Implementation:Togethercomputer Together python Endpoints CLI
| Knowledge Sources | |
|---|---|
| Domains | CLI, Infrastructure |
| Last Updated | 2026-02-15 16:00 GMT |
Overview
Concrete CLI tool for managing dedicated inference endpoints from the command line provided by the Together Python SDK.
Description
The endpoints Click command group provides terminal commands for creating, listing, starting, stopping, updating, and deleting dedicated endpoints. It includes hardware listing with formatted table output, availability zone queries, and wait-for-ready functionality. Commands output endpoint IDs to stdout for scripting and status/progress to stderr.
Usage
Use these CLI commands when managing endpoints from a terminal or shell script rather than Python code. The CLI wraps the Endpoints resource API with user-friendly options and formatted output.
Code Reference
Source Location
- Repository: Together Python
- File: src/together/cli/api/endpoints.py
- Lines: 1-552
Signature
# CLI Commands
together endpoints create --model MODEL --gpu GPU_TYPE [--gpu-count N] [--min-replicas N] [--max-replicas N] [--display-name NAME] [--wait/--no-wait]
together endpoints get ENDPOINT_ID [--json]
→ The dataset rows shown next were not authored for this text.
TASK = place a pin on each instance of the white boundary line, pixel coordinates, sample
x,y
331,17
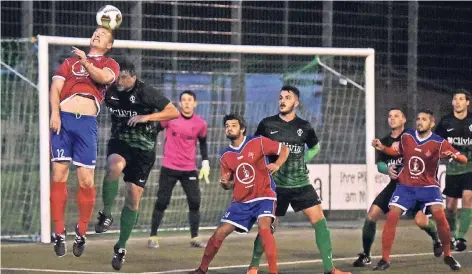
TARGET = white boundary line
x,y
220,267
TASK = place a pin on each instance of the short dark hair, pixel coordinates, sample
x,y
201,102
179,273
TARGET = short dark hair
x,y
399,109
427,111
128,67
292,89
109,30
463,91
189,92
240,119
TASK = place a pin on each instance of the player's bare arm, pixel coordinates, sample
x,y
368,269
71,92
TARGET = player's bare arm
x,y
392,173
457,157
274,167
168,113
225,181
54,99
377,144
101,76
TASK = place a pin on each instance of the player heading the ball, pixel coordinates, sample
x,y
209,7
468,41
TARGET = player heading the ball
x,y
245,170
77,90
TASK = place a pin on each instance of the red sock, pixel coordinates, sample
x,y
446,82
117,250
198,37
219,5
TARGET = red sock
x,y
85,202
211,249
58,201
388,234
443,230
270,249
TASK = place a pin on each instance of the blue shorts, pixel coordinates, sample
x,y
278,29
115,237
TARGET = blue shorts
x,y
77,140
406,197
244,215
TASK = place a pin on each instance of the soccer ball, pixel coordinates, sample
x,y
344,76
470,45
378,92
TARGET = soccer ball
x,y
109,17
together endpoints list [--type dedicated|serverless] [--mine] [--json]
together endpoints start ENDPOINT_ID [--wait/--no-wait]
together endpoints stop ENDPOINT_ID [--wait/--no-wait]
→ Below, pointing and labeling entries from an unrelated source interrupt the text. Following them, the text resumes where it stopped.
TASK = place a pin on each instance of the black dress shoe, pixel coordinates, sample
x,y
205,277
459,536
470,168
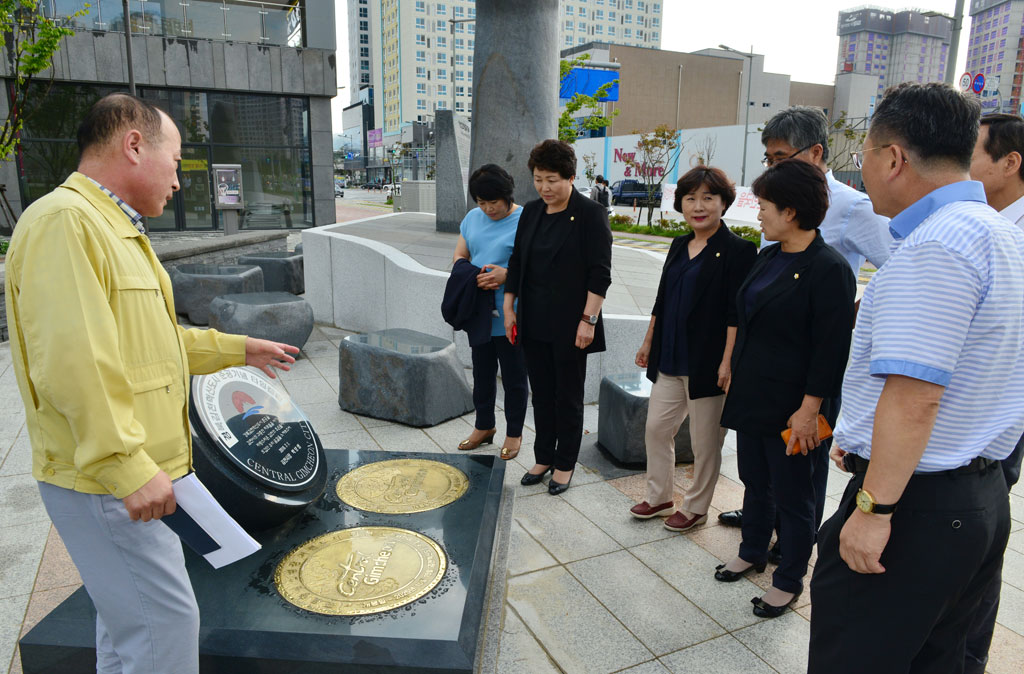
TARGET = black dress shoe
x,y
731,517
725,576
534,478
554,489
764,609
775,554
together endpoints update ENDPOINT_ID [--min-replicas N] [--max-replicas N] [--display-name NAME] [--inactive-timeout N]
together endpoints delete ENDPOINT_ID
together endpoints hardware [--model MODEL] [--json] [--available]
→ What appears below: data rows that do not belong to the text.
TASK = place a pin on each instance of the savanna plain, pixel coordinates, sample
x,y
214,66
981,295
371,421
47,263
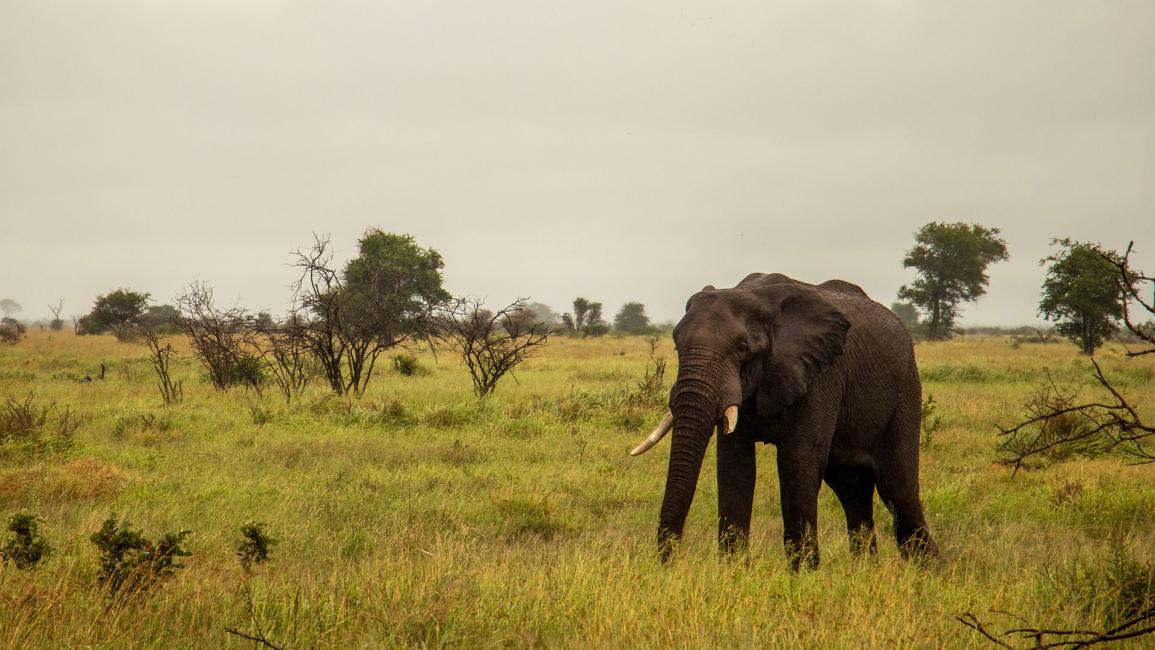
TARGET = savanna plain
x,y
416,516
together endpoints availability-zones [--json]
Import
# Invoked via CLI entry point
together endpoints <subcommand>
I/O Contract
Inputs
| Name | Type | Required | Description |
|---|---|---|---|
| --model | str | Yes (create) | Model to deploy (e.g., meta-llama/Llama-4-Scout-17B-16E-Instruct) |
| --gpu | Choice | Yes (create) | GPU type: b200, h200, h100, a100, l40, l40s, rtx-6000 |
| --gpu-count | int | No | Number of GPUs per replica (default: 1) |
| ENDPOINT_ID | str | Yes (get/start/stop/delete/update) | Endpoint identifier |
| --wait/--no-wait | bool | No | Wait for state transition to complete (default: wait) |
Outputs
| Name | Type | Description |
|---|---|---|
| stdout | str | Endpoint ID (for scripting) or formatted table/JSON |
| stderr | str | Status messages and progress indicators |
Usage Examples
Create and Manage Endpoints via CLI
# Create a dedicated endpoint
ENDPOINT_ID=$(together endpoints create --model meta-llama/Llama-4-Scout-17B-16E-Instruct --gpu h100 --gpu-count 1)
# List your endpoints
together endpoints list --type dedicated --mine
# Check endpoint details
together endpoints get $ENDPOINT_ID --json
# Stop the endpoint
together endpoints stop $ENDPOINT_ID
# List available hardware for a model
together endpoints hardware --model meta-llama/Llama-4-Scout-17B-16E-Instruct --available
# List availability zones
together endpoints availability-zones